RG2-hNIS
- Frozen / Standard (CL016-STAN) $ 1,500
Species: Rat
Cell type: Glial tumor
Transgene: Human sodium iodide symporter (hNIS)
Media: DMEM, 10% FBS, 1% Pen/Strep
Description: RG2-hNIS is a polyclonal population of the rat glial tumor RG2 cell line transduced with LV-hNIS (LV001) encoding the human sodium iodide symporter (hNIS) cDNA under the spleen focus-forming virus (SFFV) promoter.
The lentiviral vector used is a self-inactivating (SIN) vector in which the viral enhancer and promoter has been deleted. Transcription inactivation of the LTR in the SIN provirus increases biosafety by preventing mobilization by replication competent viruses and enables regulated expression of the genes from the internal promoters without cis-acting effects of the LTR (Miyoshi et al., J Virol. 1998).
Recommended uses:
In vitro: This is a high hNIS expressing clone suitable for use as a positive control cell line in I-125 uptake assays to validate NIS expression in your lentiviral transduced cells.
In vivo: This rat glial tumor cell line grows as a glioma after intracranial injection into Fisher 344 rats. Once large it’s growth can be monitored noninvasively using high-resolution 3D SPECT or PET imaging due to disruption of the blood-brain-barrier allowing for radioiodine access to the tumor cells.
Note: disrupting the blood-brain barrier with mannitol treatment may allow for NIS imaging at early stages of tumor formation.
Morphology: Low- and high-density cell morphology (200x)

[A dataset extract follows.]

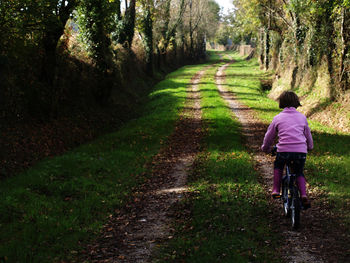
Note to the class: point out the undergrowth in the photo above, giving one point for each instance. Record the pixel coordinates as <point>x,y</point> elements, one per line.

NIS Function Assay (Iodine Uptake): Cells were incubated with 125I for 1h in the presence or absence of KClO4, an inhibitor of iodine uptake. Radioiodine concentrated within the cells was measured with a gamma counter.

References on NIS imaging:
1. Fruthwirth et al. A whole body dual modality radionuclide optical strategy for preclinical imaging of metastasis and heterogeneous treatment responses in different. microenvironments. J. Nucl. Med 2014. 55(4): 686-94.
2. Penheiter et al. The sodium iodide symporter (NIS) as an imaging reporter for gene, viral and cell-based therapies. Curr Gene Ther. 2012, 12(1):33-47.